Unless you havent read the news, you are forgetting FNMA is under conservatorship. This is not a free market, but rather FNMA is enjoying the explicit backing of the govt toward its guarantee' and other debts.
Once released from the govt and its charter taken away, FNMA executives through the years have always been unwavering in stating they could not exist in their present form.
FNMA guarantee on their mbs is only as good as their ability to pay on any losses. At this present time no one would want to own a fnma mbs without a guarantee, it would need to yield as much as a normal commercial bond.
Think of it this way, banks can hold fnma guaranteed mbs on their balance sheet with the same amount of collateral backing it as us treasuries. This is decided by their regulators. However if you remove the backing of the us govt, for fnma mbs, then to hold it on commercial bank balance sheets their regulators will force companies suich as WFC to raise capital as they would for other commercial backed bonds.
I just found the FNMA Warrant to purchase Common Stock.
It definately states that the exercise period ends on the twentieth anniversary , or 9/28/28.
There is no way to mis interpret it, it is pretty clear the warrants are still outstanding unless it got amended.
during these comment periods everyone that actually feels passionate about this needs to be emailing and writing the key congressional players. Why does anyone post on a mb? Its fun to discuss and interesting to learn.
I read through the warrants late last night and I missed that fact, instead I thought it said some outrageous amount of time such as 30 years or something. I will go back and read through it again, thanks for agreeing.
Seemingly odd to see the word fairness and Fannie Mae in the same sentence, but here it goes.
Here is what I feel would be a fair to present Fannie Mae shareholders:
1) after markets close today announce FNMA will enabled to buy back the outstanding warrants from the govt at what ever the shareprice was at the close of the markets that day, to be paid back by spring of 2014.
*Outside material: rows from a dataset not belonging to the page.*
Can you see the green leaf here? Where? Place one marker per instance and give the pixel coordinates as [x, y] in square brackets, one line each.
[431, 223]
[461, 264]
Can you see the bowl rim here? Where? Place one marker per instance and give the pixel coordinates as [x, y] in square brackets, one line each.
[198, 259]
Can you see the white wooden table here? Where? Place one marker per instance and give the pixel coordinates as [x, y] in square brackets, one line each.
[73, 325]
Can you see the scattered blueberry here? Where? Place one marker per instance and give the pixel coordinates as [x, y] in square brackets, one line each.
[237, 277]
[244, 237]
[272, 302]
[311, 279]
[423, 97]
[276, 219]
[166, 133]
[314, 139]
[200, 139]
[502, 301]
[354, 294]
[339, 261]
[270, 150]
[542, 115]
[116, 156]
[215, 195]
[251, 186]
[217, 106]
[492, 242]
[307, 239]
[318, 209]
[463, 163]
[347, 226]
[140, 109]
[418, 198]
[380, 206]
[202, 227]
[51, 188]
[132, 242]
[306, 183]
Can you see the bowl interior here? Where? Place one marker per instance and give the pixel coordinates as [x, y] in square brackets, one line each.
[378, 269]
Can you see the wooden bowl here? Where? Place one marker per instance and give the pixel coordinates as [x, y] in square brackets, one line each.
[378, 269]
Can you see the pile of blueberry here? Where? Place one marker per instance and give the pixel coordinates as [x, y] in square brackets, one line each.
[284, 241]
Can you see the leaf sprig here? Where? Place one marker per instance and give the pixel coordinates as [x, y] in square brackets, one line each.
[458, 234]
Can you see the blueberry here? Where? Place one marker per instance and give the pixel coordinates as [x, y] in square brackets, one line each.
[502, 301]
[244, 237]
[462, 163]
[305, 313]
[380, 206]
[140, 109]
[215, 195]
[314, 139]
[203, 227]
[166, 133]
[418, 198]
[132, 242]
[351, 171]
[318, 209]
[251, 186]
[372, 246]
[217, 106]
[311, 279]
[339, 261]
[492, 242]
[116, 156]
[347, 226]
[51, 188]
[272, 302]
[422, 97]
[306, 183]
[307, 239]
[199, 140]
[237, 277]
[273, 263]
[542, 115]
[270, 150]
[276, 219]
2) they can keep whatever amount of mortgages on their balance sheet they choose, however if they choose to pay for the govt to backstop their guarantees must be able to pass a stress test. For example their capital must be able to withstand credit losses of 60 bps or so.
3) any financial institution in the industry producing mbs must have some type of guarantee behind them and pay a premium to the govt for a secondary backstop. And be held to the same stress test as FNMA.
4) this guarantee fee paid to the govt may initally start out quite large , but as several years pass and the govt has built up quite a huge war chest then of coarse the g-fee ccan shrink can shrink much like how the FDIC handles charging its members for deposit insurance.
Fannie should be given several years in order to raise the capital needed, perhaps. My wild guess is that they could raise it organically in 7 to 15 years depending upon how much competition they have.
Mind you, once given the same govt backing, it is easy to see that the top 10 mortgage servicers would all be formidable competition for the GSE'. Plus as long as they had the capital I see no reason why the mortgage insurance companies or several other reits would not get involved. The competition could be great, who knows. Plus this could be the increase of subprime lending again as well as the end of FHA as we know iit.
Why not try it? Seems far to me.
Huh?? Are you kidding, if profits mattered more than politics, then investors would give this share price a reasonable look. The how reason the pps is so irrational is because of politics not fundamentals.